Researchers show soluble fibre reduces inflammation and may curb hunger and reduce obesity

29 July 2015

The Institute of Nutrition and Health Food, Shanghai, China has studied the effect of α-galacto-oligosaccharides (α-GOSs) to reduce appetite, food intake and weight related inflammation and in turn to combat the obesity pandemic. Αlpha-GOSs are fermentable soluble fibres, which are of particular interest due to their biological associations with increased satiety and reduced energy intake. It is hypothesised that this is due to the lower energy-density of high fibre foods, the need to chew high fibre foods for longer which increases gastric distention and the delay caused by soluble fibre on gastric emptying. The 15 day study used overweight men and women, divided into 4 groups: a control group who consumed 250mL of oolong tea twice a day, a group that consumed 6g/day α-GOSs in their tea, a group that consumed 12g/day α-GOSs in their tea, and a group that consumed 18g/day in theirs. The aim of the study was to determine the impact of α-GOSs consumption on appetite and energy intake. 

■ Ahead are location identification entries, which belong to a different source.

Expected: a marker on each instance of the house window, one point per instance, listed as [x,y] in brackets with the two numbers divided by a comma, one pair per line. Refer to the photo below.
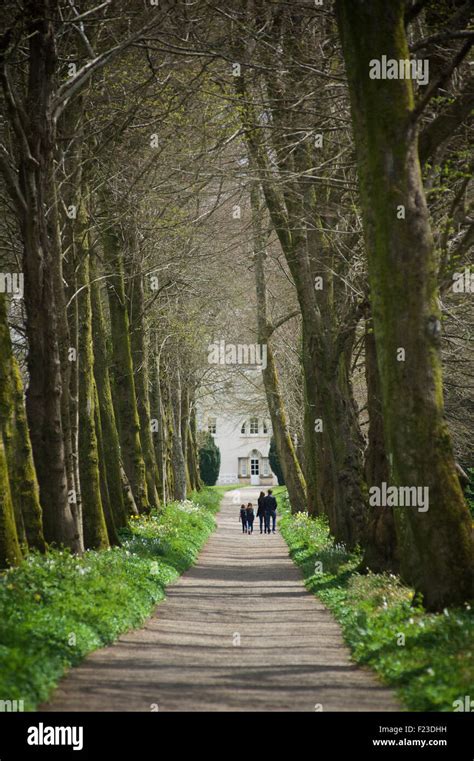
[243,464]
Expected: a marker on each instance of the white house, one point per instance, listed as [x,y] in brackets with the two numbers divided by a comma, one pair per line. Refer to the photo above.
[238,420]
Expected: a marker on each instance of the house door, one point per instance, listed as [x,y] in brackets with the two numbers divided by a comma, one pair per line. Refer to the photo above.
[254,471]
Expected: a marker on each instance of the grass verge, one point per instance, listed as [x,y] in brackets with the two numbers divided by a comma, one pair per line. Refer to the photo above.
[428,658]
[56,608]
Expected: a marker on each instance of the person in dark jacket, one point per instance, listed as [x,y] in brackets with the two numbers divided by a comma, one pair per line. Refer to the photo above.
[250,517]
[261,511]
[270,505]
[243,518]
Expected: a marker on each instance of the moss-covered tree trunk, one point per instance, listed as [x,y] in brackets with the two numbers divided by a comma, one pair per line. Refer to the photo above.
[178,461]
[192,450]
[36,176]
[139,332]
[125,398]
[404,297]
[10,551]
[110,438]
[157,414]
[380,542]
[95,529]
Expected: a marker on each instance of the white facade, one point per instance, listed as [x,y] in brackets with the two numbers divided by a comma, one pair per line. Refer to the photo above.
[242,432]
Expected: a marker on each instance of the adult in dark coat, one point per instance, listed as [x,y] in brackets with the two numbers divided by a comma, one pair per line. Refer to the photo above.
[261,510]
[270,506]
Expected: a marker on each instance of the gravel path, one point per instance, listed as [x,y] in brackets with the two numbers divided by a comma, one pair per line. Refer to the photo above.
[237,632]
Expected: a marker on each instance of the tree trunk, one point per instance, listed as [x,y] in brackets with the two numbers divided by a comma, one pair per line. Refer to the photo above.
[140,363]
[380,543]
[95,530]
[178,462]
[123,376]
[404,296]
[10,552]
[110,437]
[36,178]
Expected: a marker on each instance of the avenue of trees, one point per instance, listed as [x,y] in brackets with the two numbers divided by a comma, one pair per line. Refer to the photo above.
[175,173]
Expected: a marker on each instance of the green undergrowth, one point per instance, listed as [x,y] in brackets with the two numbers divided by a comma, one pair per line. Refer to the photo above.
[427,658]
[55,609]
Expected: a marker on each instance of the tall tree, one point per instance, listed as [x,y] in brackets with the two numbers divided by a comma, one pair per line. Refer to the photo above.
[404,295]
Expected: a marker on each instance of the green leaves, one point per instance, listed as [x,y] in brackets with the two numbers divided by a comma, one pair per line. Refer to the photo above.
[55,609]
[429,658]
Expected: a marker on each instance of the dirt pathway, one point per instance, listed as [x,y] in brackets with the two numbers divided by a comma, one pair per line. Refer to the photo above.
[187,657]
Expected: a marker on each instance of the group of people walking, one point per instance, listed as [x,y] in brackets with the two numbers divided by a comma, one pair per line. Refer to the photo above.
[266,513]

It was clear that mean average scores for hunger, desire to eat, and subsequent energy consumption were lower in the three α-GOSs groups than in the control group. Consequently, fullness and satiety scores were higher in the three α-GOSs groups. The energy intake from day 0 to 15 was significantly reduced in the group who received α-GOSs supplementation than the control group. This could explain how the concentration of plasma endotoxin, an inflammatory marker linked to weight related disease, was significantly lower after 15 days of α-GOSs intake amongst all 3 groups. 

The findings showed that α-GOSs consumption reduce appetite which is associated with a reduction in energy intake during meals, and that α-GOSs noticeable reduce inflammatory markers – results consistent with previous studies. The study clearly showed a link between appetite regulation, weight loss and the intake of α-GOSs, forming a better basis for treatment of obesity and dietary intervention.